The Aerial Achievement Medal (AAM) is a decoration of the United States Air Force and United States Space Force which was established in 1988. The decoration is intended to recognize the contributions of aircrew members who would, otherwise, not be qualified for the award of the Air Medal.

The decoration is awarded in the name of the Secretary of the Air Force and is presented to members of the United States military or civilian personnel, while serving in a capacity with the U.S. Air Force, who distinguish themselves by sustained meritorious achievement while participating in aerial flight. The achievements must be accomplished with distinction above and beyond that normally expected of professional airmen.

Pilots/sensors of Unmanned aerial vehicles may also receive this award. One was given in 1997 for successfully flying a disabled UAV back to its base. According to a report based on Air Force statistics, from January 2009 to mid-2010 3497 medals were granted to operators, while 1408 more were given to pilots.

The Aerial Achievement Medal may be approved by local commanders; however, the missions for which the decoration is authorized must be approved by a Major Air Force Command.

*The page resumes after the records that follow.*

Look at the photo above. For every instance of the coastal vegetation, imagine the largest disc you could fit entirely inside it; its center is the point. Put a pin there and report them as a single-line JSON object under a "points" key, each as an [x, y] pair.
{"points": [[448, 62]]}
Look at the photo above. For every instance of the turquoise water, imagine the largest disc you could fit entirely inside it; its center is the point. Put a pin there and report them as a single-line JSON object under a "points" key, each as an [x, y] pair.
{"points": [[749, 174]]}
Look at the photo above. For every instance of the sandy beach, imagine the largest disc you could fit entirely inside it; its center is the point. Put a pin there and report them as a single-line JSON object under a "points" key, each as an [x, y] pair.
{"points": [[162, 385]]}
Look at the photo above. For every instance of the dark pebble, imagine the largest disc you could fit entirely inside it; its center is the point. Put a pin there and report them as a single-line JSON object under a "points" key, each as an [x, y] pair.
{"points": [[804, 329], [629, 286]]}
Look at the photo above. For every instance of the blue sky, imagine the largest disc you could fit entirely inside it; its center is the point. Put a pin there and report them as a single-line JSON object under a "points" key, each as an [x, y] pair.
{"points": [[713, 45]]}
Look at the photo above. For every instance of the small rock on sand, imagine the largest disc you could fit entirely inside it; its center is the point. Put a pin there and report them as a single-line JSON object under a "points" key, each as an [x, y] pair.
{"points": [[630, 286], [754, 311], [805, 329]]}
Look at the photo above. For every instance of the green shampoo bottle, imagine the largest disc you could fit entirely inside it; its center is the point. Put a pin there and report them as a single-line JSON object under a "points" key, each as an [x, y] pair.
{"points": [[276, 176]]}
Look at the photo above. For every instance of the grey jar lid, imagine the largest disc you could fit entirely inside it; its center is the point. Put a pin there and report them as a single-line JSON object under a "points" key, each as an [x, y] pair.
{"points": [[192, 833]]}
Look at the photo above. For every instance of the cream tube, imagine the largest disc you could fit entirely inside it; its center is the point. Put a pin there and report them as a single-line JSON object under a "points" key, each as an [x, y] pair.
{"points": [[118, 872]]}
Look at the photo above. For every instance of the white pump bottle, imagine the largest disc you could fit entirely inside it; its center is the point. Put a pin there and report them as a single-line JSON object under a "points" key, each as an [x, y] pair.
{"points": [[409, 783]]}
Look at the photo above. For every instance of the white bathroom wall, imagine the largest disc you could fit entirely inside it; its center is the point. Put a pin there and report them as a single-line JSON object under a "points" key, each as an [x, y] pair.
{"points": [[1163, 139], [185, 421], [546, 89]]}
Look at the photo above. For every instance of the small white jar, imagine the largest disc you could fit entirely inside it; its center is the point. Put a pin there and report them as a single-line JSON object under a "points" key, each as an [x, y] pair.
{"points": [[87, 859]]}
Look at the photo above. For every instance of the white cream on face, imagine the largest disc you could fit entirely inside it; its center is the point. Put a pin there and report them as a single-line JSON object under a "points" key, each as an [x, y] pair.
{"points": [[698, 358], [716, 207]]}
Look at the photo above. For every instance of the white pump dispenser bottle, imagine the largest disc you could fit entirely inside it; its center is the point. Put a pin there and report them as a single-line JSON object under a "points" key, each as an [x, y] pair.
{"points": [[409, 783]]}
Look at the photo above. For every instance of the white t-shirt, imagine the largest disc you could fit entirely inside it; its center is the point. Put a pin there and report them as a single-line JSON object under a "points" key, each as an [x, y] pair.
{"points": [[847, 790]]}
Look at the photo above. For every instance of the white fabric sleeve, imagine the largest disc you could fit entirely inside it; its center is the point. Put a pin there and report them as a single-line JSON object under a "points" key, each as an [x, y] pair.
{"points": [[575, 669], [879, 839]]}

Minimum requirements for an Aerial Achievement Medal are 20 flights of at least 2 hours with one flight per theater per day. For the basic Aerial Achievement medal, 14 flights may be used. However, if this is the case, then 26 flights must be used for the first Oak Leaf Cluster.

Enlisted personnel receive three (3) promotion points per award.

The Aerial Achievement Medal service ribbon bears a resemblance to the Air Crew Europe Star ribbon.